Is this a bad thing? Could be, but if it doesn’t happen a lot, it’s actually flattering if you think about it.

He feels comfortable enough with you to let his freak flag fly. He’s grumpy one minute, then when he answers the phone to talk to a friend, he’s all nice and laughing. Why isn’t he doing that with you at that moment?

He knows you love him and will take his damage. You always have, he hopes you always will. And we’ve dished out some crazy for him to handle, too! But it’s all in love.

Try to get him to tell you what’s bothering him after he calms down or comes out of his shell. Many men haven’t been taught they can be open and vulnerable, and when they feel vulnerable, they want to hide it or take it out on…the people they love the most. That’s you.

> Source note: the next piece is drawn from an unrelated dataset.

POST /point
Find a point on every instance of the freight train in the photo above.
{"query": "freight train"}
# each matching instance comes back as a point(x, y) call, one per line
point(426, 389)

Once you can get him talking, and it may take time and a lot of patience and effort, he’ll realize that’s the solution rather than a fight or a stagnant environment. A good way to get him to open up is for you to open up first about something bothering you, but don’t let him know if it’s him who is bothering you. Tell him about things in your life you are upset about, such as work situations, difficulty with children or family, ask him what you should and could do. Seek his advice and ask if he ever feels the way you do.

With time and repetition, he’ll feel safe to open up to you and realize you’re the “good one.” You’re only looking out for his best interests and letting him know he can vent to you about things outside your relationship will possibly encourage him to do that instead of the other ways he lets out his frustrations.